Una delle conoscenze importanti dei tempi recenti è l’idea dell’evoluzione, cioè la cognizione che non è avvenuta una creazione conclusiva, bensì tutto è sorto seguendo una evoluzione, processo nel quale è ancora immerso tutto il creato.

Il mutamento dello sviluppo delle culture è accompagnato da un mutamento della forza di conoscenza umana. Ciò non contrasta col fatto che sulla Terra, presso i diversi popoli e razze, si possono ancora osservare differenti gradi di coscienza.

 

Ai primordi dell’umanità tutti gli uomini avevano una chiaroveggenza naturale, ovvero potevano percepire realtà soprasensibili e quindi osservare l’elemento animico e spirituale. Erano osservabili dall’uomo le connessioni soprasensibili tra esseri animici e spirituali. Queste costituivano dunque il patrimonio di esperienze direttamente vissute. Gradatamente la chiaroveggenza naturale si perse a favore di una capacità di percezione sensoriale sempre più delineata e precisa.

Ma con ciò scomparve anche la coscienza di un mondo soprasensibile animico-spirituale, che divenne prima una questione di fede, poi tradizione, ed infine gli si negò l’esistenza.

 

Quando nel periodo babilonese gli uomini indagavano la realtà del cielo, prendevano forma nelle loro anime delle immagini come quelle tramandate nei miti e nelle saghe. Essi le sperimentavano e le accoglievano come rivelazioni degli dèi. Solo gradatamente subentrarono alle immagini le idee, che l’uomo riceveva dal mondo come fossero percezioni. Ciò avveniva nel periodo greco.

Proprio in Platone e Aristotele si può osservare assai bene come le immagini-percezione evolvessero in pensieri-percezione. Tuttavia il Greco aveva sempre la consapevolezza che insieme alle percezioni sensibili riceveva dalla natura anche i pensieri. Come se «si pensasse» in lui. Pure Aristotele, considerato il fondatore del pensiero occidentale, sentiva in questo modo.

 

Solo nel Medioevo l’uomo ebbe la sensazione di generare lui stesso i pensieri.

Nella scolastica questa nuova forza di pensiero nell’uomo divenne una questione fondamentale

e portò alla lotta fra realisti e nominalisti.

 

• Il realismo, il cui principale rappresentante fu Tommaso d’Aquino,

scaturì dall’esperienza che i pensieri sono una realtà esistente

e vengono formati dall’uomo nella connessione con gli oggetti.

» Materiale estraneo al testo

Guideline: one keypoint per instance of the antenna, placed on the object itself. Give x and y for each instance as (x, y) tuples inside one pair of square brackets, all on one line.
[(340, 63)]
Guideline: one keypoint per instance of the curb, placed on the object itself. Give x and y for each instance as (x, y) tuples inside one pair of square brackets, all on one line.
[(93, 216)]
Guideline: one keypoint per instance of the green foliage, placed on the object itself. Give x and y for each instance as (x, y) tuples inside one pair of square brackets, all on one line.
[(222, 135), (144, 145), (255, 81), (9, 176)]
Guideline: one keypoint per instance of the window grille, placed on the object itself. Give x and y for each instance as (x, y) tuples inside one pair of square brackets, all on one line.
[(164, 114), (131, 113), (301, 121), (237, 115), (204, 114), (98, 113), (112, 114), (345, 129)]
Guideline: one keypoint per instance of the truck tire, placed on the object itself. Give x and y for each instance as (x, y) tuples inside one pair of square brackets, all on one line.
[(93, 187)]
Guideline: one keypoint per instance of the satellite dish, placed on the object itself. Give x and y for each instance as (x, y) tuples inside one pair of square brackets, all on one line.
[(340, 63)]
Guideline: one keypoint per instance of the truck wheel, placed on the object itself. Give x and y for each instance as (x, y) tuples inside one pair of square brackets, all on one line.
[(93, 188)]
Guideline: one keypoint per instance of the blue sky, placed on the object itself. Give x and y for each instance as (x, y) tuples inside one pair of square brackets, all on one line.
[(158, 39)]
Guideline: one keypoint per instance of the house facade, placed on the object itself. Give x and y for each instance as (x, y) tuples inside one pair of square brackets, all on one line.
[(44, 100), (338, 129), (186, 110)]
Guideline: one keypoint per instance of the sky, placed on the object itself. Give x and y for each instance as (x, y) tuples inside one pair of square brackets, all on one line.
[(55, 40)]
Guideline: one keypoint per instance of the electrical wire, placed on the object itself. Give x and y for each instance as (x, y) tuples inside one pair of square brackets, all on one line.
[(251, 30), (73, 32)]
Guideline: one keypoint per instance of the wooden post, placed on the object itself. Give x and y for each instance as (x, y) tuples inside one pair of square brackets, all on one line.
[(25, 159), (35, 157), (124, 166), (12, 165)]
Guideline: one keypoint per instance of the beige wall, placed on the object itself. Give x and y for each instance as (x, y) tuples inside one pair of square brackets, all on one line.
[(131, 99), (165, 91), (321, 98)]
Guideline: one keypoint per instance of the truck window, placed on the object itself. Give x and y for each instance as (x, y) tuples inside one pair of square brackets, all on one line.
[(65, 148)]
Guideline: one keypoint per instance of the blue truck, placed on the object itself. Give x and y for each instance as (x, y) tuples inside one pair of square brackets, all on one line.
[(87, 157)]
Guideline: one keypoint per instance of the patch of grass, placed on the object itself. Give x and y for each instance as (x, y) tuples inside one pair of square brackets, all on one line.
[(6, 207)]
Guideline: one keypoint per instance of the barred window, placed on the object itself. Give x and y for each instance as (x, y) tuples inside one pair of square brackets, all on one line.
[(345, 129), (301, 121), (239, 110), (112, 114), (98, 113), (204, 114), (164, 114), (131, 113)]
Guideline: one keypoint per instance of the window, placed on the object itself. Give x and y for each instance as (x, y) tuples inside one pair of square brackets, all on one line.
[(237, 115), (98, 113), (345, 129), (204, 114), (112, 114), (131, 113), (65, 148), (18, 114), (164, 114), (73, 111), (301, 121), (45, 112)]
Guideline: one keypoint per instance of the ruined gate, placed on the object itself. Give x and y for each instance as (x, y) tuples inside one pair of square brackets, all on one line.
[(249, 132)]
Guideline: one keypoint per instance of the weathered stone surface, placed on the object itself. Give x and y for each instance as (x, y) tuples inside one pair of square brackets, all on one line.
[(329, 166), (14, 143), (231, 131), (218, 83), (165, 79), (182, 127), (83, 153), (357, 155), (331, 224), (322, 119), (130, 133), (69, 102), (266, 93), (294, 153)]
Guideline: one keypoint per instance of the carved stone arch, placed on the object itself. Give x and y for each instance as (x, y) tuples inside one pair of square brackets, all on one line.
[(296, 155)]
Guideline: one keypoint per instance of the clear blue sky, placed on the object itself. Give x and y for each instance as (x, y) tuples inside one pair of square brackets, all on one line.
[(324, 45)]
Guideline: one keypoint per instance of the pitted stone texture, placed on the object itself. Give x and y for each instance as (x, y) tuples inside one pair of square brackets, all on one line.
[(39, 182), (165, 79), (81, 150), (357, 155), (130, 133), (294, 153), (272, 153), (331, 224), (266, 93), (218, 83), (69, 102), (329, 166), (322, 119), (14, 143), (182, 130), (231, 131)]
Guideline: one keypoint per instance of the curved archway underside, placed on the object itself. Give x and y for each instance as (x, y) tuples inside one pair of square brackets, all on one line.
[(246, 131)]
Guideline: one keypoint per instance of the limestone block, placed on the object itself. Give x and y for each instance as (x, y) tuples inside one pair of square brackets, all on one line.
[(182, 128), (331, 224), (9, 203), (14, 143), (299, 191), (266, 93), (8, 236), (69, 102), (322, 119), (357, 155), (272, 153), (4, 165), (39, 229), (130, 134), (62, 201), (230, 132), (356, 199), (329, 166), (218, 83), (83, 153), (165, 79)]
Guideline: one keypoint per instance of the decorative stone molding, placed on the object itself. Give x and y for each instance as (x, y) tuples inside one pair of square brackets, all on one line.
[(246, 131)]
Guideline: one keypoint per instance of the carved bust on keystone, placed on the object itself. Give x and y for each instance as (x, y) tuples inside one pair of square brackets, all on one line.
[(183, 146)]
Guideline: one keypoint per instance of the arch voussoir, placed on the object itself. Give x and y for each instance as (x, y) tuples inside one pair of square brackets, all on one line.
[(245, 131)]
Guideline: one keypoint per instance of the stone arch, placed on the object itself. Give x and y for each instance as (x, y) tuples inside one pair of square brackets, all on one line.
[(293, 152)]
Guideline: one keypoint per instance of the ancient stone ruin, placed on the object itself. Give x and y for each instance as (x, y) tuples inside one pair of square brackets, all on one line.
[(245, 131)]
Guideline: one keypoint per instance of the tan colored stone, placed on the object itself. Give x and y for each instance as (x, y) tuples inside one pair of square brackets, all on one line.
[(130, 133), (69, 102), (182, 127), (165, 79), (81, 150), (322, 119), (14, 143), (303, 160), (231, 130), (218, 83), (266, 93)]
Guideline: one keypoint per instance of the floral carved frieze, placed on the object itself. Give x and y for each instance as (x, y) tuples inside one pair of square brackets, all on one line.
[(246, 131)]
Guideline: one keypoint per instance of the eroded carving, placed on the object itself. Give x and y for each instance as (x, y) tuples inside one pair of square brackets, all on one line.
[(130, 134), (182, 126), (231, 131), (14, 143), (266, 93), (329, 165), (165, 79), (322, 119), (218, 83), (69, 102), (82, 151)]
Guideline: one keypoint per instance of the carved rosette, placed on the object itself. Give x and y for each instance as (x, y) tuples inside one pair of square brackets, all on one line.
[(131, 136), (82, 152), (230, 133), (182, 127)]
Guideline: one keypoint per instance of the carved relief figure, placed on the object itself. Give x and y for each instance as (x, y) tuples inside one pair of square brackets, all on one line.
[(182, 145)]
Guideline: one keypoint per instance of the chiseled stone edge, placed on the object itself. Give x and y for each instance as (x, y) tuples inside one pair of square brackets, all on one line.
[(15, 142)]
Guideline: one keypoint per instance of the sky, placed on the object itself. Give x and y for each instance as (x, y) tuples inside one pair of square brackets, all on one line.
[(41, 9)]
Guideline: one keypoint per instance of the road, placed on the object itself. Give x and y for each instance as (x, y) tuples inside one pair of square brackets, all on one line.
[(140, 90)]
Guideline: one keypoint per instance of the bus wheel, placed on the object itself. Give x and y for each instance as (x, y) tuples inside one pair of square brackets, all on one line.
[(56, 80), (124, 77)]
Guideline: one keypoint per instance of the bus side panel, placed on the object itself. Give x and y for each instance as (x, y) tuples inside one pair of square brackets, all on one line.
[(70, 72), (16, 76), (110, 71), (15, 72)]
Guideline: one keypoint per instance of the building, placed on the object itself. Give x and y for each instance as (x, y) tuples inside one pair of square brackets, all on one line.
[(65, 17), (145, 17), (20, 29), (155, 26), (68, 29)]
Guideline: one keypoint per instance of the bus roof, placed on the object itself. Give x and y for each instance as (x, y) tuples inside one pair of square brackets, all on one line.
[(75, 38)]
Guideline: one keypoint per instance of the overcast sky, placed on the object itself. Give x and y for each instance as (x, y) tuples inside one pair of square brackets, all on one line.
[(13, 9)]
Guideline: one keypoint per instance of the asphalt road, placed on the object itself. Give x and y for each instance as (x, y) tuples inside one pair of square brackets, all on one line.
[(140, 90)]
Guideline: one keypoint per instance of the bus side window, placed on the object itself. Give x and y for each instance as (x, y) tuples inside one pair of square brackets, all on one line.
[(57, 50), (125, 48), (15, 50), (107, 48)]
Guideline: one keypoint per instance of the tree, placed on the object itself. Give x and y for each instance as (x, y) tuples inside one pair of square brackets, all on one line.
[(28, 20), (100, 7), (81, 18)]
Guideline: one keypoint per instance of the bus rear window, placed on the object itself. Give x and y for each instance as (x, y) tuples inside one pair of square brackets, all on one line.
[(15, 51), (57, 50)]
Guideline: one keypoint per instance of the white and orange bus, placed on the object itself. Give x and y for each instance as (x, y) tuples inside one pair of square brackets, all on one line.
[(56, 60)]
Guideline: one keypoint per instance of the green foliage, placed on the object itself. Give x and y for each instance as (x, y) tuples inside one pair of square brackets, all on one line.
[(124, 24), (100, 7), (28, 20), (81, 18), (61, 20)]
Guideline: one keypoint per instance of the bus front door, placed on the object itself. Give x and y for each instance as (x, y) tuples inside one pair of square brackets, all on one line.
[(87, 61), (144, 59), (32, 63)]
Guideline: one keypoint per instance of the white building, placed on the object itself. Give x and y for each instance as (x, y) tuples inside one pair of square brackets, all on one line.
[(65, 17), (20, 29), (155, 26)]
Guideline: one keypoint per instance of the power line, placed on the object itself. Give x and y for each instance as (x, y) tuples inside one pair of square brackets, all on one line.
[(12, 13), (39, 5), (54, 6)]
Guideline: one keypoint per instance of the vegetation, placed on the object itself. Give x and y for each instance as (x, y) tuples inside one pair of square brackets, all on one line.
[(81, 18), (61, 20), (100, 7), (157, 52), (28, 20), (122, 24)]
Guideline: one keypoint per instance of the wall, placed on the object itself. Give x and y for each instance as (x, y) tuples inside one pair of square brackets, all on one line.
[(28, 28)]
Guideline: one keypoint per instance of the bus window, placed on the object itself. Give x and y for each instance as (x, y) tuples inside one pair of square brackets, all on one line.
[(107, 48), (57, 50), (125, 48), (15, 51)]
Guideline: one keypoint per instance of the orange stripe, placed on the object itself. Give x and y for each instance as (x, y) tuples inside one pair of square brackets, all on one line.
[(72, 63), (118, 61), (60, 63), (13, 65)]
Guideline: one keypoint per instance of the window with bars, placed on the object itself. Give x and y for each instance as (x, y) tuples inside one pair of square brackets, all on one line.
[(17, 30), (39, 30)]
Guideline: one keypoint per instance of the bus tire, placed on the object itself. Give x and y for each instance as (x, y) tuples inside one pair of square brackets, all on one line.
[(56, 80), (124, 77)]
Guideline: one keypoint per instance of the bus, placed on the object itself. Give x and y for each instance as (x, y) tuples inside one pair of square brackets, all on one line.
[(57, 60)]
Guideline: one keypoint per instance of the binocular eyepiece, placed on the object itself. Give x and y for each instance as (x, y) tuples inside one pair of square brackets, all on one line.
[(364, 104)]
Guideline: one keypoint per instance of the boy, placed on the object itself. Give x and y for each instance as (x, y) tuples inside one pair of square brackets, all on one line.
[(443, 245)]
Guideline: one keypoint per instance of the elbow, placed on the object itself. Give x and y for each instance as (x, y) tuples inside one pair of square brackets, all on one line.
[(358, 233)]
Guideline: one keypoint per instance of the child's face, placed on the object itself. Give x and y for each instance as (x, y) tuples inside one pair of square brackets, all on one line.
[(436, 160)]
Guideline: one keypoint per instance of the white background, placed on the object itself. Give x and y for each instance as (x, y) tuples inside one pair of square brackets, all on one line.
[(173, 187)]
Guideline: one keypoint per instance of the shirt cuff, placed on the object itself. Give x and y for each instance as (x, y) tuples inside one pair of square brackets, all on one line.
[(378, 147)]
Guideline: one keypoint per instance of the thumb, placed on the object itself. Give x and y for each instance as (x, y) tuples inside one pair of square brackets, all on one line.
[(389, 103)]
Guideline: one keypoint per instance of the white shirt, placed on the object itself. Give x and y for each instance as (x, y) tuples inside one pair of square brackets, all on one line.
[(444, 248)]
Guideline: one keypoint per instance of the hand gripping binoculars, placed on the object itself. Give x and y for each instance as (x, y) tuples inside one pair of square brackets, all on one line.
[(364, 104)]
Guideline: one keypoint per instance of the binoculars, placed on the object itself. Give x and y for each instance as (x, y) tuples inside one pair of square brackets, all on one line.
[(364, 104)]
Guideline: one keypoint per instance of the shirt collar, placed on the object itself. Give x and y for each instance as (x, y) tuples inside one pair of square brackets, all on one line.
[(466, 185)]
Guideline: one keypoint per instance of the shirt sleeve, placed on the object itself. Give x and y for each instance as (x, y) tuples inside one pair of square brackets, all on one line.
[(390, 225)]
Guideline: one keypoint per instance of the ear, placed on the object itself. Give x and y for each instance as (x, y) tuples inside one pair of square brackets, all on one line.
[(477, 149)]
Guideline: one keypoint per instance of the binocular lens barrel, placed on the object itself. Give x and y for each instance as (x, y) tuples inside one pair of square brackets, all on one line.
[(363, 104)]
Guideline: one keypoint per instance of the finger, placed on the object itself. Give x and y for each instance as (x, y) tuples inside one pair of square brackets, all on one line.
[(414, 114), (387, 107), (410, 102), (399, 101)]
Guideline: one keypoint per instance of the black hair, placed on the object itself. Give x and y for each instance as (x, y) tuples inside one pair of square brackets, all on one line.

• Il nominalismo invece considerava pensieri e concetti

come qualcosa di arbitrariamente aggiunto dall’uomo;

perciò i pensieri erano solo nomi che l’uomo applicava alle cose.

 

L’ulteriore sviluppo condusse alla supremazia del modo di pensare nominalistico nell’ambito della vita spirituale dell’Occidente; in particolare attraverso la filosofia di Kant.

Nelle scienze naturali si giunse all’opinione che la realtà del mondo percettibile

sia di natura materiale, senza alcuna componente di pensiero (ideale) o spirituale.

 

Per la coscienza moderna i pensieri sono semplici designazioni; il loro rapporto con la realtà non è più intuìto e riconosciuto. Tale sviluppo ha raggiunto il suo culmine con la moderna logica, che enuncia i suoi principi senza alcuna considerazione della realtà.

Come abbiamo già esposto nell’introduzione,

conoscere significa aggiungere alla parziale realtà dell’esperienza sensoria i concetti tramite il pensare.

Riuscire a cogliere l’idea nella realtà è la base della scienza.

 

Le scienze naturali dovrebbero riesaminare le proprie abitudini di pensiero;

esse hanno bisogno di una più ampia teoria della conoscenza.